Yaptığımız tüm yatırımlar, insana değil, teknolojiye değil, sadece kâra, betona dayalı yatırımlardır. Bunun sonucu olarak yap-işlet-devret sistemi... Bu sistem aynen bir domino gibi çok tehlikeli bir sistemdir. Bugün köprüler yaptık, araba geçmediği için devletin kasasından para veriyoruz. Şehir hastaneleri yapıyoruz, şehir hastanelerine hasta garantisi veriyoruz. Cumhuriyetin ne kadar kazanımları varsa -kırıntı da olsa bugün, kalmamıştır- bunları elden çıkarmak için, yabancılara satmak için elimizden gelen her şeyi yapıyoruz. Ve en tehlikelisi de nedir? İspanya, Amerika ve İngiltere bu sistemi denedi yani yap-işlet-devret betona yatırma durumunu. Çünkü öyle bir sistem ki bu sistem, bugün reel faizler yüzde 35 civarında ama resmî faiz yüzde 25. Hangisi olursa olsun, bir gün gelecek, bu krediyle yatırım yapan veya ev alanlar bu kredileri ödeyemeyecek. Bankalar zora düşecek, bankalar zora düştüğü zaman devlet de zora düşecek. Bu, her şeyin bir devamıdır ve öyle tehlikeli bir durum ki bu, bugün yandaşlarının en büyük araç parkı Türkiye'de var. Kanal İstanbul Projesi örneğin, çok tehlikeli, belki AKP'li arkadaşların da istemediği bir proje ama yapmak zorunda çünkü yandaşlarının o araç parkı ne olacak?

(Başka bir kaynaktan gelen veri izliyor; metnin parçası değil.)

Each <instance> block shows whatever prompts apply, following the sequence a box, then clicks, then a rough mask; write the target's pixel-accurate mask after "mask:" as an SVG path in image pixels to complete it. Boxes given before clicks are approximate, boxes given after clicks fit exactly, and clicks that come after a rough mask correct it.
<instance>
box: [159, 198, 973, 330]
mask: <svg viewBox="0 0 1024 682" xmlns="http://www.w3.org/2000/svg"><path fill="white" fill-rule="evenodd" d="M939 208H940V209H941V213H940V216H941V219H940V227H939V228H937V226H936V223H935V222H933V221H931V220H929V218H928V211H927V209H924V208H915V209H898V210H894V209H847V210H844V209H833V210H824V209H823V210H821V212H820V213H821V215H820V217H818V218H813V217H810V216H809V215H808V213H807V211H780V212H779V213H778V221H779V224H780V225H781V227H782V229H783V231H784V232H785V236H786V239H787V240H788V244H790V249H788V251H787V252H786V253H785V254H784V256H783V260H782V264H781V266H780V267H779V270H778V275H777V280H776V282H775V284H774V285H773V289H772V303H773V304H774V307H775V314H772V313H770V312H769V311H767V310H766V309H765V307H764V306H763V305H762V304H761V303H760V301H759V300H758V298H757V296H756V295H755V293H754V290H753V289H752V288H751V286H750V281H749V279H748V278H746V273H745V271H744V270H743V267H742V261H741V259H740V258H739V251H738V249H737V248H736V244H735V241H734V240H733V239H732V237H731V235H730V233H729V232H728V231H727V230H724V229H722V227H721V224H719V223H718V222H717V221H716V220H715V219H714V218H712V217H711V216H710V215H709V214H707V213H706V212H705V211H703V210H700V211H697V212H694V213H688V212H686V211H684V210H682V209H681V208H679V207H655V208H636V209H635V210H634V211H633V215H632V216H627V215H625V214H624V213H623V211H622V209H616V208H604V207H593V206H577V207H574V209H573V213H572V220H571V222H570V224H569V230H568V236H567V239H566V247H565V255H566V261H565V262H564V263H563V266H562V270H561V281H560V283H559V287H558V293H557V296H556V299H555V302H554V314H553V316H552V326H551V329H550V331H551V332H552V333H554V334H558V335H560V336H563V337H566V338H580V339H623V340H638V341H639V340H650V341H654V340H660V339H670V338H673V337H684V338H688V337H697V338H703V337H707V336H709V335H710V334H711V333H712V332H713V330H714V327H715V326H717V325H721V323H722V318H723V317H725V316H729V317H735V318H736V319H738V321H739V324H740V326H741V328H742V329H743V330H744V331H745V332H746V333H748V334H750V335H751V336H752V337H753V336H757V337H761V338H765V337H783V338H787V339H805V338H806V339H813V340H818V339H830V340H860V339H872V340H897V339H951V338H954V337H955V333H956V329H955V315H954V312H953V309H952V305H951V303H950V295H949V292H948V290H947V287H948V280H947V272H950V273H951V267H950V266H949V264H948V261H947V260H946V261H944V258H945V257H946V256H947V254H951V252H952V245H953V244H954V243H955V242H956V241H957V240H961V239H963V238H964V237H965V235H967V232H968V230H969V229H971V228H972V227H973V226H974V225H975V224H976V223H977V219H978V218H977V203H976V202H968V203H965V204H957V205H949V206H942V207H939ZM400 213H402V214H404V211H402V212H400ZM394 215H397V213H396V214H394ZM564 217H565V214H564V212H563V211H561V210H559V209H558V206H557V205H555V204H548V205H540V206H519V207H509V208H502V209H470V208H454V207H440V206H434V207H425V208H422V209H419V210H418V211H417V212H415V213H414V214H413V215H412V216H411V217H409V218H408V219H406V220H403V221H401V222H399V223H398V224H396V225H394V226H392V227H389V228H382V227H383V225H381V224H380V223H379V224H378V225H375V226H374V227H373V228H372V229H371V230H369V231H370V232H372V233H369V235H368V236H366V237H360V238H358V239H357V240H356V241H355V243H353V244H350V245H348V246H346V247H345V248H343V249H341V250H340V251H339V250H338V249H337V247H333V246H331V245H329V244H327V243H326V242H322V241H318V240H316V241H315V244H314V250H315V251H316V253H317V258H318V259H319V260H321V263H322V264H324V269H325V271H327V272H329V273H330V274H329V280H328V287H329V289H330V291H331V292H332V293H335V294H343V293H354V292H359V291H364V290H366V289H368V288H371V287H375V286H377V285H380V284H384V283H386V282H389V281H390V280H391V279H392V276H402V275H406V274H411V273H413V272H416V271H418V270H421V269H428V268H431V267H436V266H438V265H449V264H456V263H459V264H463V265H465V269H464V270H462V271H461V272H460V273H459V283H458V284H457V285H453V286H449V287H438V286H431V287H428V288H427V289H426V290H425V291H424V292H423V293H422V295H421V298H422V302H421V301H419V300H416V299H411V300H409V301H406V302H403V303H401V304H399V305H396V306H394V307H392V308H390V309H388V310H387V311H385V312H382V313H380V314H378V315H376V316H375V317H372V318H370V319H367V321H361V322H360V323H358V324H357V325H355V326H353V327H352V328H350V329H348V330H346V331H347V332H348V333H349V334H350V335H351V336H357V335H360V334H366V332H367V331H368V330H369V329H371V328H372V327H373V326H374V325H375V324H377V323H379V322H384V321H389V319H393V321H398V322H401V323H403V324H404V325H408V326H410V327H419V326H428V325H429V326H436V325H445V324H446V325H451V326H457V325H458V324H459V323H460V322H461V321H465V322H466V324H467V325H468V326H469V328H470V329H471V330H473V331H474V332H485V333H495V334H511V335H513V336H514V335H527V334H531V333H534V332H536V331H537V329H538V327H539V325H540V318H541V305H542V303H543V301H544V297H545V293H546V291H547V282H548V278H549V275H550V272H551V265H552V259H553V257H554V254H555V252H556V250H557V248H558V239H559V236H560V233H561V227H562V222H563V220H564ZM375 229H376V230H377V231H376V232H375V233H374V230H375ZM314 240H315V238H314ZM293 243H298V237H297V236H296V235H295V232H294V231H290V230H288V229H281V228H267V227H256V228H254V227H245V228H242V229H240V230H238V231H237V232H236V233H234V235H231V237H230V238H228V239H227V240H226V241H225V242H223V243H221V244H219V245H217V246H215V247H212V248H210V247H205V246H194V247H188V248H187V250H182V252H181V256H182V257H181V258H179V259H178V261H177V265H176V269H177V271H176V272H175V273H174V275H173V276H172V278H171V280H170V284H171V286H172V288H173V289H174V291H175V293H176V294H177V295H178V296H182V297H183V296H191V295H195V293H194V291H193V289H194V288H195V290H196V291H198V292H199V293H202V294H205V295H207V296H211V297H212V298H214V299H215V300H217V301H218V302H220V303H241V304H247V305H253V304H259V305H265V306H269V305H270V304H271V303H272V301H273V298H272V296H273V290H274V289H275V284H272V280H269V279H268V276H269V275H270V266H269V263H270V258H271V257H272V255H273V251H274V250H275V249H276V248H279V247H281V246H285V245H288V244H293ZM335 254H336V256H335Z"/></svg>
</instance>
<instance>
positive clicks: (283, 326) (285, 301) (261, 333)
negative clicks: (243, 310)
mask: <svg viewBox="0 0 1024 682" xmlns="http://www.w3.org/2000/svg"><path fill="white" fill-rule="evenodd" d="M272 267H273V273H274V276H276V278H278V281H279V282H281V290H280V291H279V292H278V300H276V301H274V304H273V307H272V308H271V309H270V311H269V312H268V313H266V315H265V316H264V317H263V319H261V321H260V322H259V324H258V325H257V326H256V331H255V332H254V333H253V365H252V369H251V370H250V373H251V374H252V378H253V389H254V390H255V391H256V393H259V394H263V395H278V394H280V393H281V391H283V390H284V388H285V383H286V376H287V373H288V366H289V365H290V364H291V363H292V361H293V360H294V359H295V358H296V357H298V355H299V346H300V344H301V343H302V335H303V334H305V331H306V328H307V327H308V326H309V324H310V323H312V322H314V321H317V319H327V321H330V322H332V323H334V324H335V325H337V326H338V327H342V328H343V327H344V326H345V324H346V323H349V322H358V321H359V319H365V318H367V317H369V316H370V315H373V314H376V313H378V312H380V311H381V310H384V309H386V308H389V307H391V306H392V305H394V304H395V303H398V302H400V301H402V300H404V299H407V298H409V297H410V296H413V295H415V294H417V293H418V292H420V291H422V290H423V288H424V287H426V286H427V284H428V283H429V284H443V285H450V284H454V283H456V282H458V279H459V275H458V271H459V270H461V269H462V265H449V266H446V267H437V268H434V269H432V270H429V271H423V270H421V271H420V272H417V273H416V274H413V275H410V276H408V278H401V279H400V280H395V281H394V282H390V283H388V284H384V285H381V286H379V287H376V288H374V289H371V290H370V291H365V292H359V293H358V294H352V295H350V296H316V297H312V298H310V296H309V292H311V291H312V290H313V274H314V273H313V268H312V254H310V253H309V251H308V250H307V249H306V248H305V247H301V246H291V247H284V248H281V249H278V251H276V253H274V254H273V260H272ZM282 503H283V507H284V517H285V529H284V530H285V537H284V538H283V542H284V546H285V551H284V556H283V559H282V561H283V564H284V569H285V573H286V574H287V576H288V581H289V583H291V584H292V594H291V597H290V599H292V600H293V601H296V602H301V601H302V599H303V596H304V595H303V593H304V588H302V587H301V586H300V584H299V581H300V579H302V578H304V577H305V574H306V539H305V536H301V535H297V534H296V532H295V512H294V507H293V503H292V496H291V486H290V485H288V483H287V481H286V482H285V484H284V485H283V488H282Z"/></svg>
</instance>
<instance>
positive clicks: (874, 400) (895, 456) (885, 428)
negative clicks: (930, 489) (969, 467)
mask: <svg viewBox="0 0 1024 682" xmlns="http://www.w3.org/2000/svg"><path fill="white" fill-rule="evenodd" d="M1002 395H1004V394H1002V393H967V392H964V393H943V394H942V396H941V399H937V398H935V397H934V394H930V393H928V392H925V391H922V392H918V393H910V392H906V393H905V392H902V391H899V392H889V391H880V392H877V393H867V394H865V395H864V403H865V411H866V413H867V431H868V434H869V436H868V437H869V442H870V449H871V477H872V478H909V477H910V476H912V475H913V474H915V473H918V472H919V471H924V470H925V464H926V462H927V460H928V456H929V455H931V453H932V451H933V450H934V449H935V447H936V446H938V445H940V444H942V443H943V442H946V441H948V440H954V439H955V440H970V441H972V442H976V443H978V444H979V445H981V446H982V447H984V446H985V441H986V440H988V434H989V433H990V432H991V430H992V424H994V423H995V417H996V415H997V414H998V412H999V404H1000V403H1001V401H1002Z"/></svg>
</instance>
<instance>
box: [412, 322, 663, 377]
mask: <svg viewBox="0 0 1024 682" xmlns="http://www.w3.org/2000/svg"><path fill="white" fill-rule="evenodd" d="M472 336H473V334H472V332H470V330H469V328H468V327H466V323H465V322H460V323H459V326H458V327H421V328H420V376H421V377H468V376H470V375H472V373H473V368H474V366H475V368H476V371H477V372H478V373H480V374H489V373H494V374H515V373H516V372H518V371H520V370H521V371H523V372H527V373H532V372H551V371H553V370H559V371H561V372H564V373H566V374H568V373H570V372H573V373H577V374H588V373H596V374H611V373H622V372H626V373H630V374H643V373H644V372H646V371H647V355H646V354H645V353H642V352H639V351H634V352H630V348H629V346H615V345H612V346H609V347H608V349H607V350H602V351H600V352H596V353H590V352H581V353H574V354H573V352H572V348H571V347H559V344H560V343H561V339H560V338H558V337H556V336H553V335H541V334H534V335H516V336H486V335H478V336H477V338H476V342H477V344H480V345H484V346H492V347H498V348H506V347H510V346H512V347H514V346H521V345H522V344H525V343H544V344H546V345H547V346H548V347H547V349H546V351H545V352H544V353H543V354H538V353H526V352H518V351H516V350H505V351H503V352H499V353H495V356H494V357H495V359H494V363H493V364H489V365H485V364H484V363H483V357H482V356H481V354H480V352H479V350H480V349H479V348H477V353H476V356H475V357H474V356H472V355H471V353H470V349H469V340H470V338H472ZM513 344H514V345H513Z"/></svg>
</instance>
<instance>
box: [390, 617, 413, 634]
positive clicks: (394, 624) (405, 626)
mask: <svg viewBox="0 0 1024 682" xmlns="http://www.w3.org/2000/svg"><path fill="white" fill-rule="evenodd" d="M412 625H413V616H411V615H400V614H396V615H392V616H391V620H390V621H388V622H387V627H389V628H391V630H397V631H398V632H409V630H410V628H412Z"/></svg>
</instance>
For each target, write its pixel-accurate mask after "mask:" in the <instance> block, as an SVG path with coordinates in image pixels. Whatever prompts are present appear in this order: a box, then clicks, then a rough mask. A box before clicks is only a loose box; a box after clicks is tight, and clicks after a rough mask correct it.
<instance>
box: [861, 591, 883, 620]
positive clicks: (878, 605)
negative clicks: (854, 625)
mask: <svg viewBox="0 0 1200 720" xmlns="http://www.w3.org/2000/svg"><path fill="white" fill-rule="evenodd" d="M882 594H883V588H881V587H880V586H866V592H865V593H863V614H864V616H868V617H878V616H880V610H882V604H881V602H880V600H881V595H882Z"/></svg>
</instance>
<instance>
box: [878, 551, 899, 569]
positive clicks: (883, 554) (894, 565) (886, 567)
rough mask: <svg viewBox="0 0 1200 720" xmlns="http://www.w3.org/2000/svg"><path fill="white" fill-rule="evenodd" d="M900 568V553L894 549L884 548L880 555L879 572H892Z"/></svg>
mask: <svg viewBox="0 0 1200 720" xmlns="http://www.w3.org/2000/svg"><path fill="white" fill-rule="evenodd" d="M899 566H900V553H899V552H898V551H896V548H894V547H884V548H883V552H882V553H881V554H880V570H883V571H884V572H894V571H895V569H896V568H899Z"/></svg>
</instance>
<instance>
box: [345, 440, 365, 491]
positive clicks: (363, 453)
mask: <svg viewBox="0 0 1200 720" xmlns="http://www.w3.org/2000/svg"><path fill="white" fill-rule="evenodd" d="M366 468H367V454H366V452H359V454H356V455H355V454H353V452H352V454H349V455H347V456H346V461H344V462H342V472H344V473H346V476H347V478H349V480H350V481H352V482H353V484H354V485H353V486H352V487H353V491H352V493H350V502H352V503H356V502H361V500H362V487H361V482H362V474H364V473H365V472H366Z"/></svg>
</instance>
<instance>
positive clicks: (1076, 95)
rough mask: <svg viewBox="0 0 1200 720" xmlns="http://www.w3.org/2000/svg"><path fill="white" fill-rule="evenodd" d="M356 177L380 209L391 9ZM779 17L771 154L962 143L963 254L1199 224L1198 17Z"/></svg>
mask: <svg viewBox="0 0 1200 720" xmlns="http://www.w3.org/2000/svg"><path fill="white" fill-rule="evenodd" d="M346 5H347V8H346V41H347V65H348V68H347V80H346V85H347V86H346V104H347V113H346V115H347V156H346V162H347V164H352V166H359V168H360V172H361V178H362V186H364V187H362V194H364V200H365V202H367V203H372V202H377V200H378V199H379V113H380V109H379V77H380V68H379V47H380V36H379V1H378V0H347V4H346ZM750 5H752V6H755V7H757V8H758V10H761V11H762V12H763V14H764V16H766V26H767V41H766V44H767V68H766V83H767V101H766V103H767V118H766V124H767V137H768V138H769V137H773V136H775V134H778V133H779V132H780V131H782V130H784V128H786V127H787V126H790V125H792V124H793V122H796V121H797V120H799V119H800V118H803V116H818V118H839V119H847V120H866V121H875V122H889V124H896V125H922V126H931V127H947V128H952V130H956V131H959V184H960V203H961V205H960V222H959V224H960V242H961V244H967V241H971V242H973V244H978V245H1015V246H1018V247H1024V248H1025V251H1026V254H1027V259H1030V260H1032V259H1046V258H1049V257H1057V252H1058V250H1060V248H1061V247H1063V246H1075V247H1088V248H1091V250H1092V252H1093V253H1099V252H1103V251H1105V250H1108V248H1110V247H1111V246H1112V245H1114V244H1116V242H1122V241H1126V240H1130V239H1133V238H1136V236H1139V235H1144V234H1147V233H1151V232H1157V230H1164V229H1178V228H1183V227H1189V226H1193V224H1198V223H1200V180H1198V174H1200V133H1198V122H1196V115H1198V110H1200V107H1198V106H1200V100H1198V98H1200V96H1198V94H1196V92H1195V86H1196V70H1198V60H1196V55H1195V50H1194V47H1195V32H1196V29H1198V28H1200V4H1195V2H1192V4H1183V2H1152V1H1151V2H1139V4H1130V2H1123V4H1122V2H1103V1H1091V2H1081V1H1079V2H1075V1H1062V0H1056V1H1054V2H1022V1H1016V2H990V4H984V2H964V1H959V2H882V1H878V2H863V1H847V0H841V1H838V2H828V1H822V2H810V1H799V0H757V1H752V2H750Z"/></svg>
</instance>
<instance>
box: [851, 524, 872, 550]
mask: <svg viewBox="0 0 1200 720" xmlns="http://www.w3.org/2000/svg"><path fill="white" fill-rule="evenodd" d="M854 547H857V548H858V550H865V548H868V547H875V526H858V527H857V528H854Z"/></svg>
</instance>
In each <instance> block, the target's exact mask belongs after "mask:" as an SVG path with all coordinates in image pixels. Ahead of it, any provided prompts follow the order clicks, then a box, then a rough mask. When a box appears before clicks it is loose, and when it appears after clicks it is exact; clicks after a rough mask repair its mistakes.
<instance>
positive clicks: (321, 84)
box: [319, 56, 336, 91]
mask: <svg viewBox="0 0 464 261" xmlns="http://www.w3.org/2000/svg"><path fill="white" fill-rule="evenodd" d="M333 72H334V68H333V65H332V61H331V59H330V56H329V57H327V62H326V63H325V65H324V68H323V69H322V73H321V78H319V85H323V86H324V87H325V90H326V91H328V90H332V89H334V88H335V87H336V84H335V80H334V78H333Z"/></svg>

MAHMUT TANAL (İstanbul) - Beni belediye başkanı yapın, yaptırmayacağım.

ZEYNEL ÖZEN (Devamla) - O araç parkı, onları oraya zorlayacak. Bir felaket olan o şeyi de yapacaklardır.

Diğer taraftan, yargı, yürütme, yasama tekelleşmiş. Arkadaşlar, eğer yargı tekelleşmişse, uluslararası sermaye, kendi sermayesini güvende görmüyorsa ülkemize gelmez.

(Mikrofon otomatik cihaz tarafından kapatıldı)

BAŞKAN - İstiyor musunuz?

ZEYNEL ÖZEN (Devamla) - Evet.

BAŞKAN - Tamamlayalım lütfen.

ZEYNEL ÖZEN (Devamla) - Her şeyin başı da demokratik, sosyal hukuk devleti olmaktan geçer. İnsanlara huzur ve barış ancak demokratik bir Türkiye'yle mümkündür. Birbirimize kızabiliriz, birbirimize şey yapabiliriz ama burada eşit yurttaşlık temelini, o hukuku uygulamadığınız sürece, özellikle de tekrar ediyorum, Alevilerin bu konuşmalarını çok dinleyeceksiniz. Vicdanlarınıza elinizi koyun, size sesleniyorum.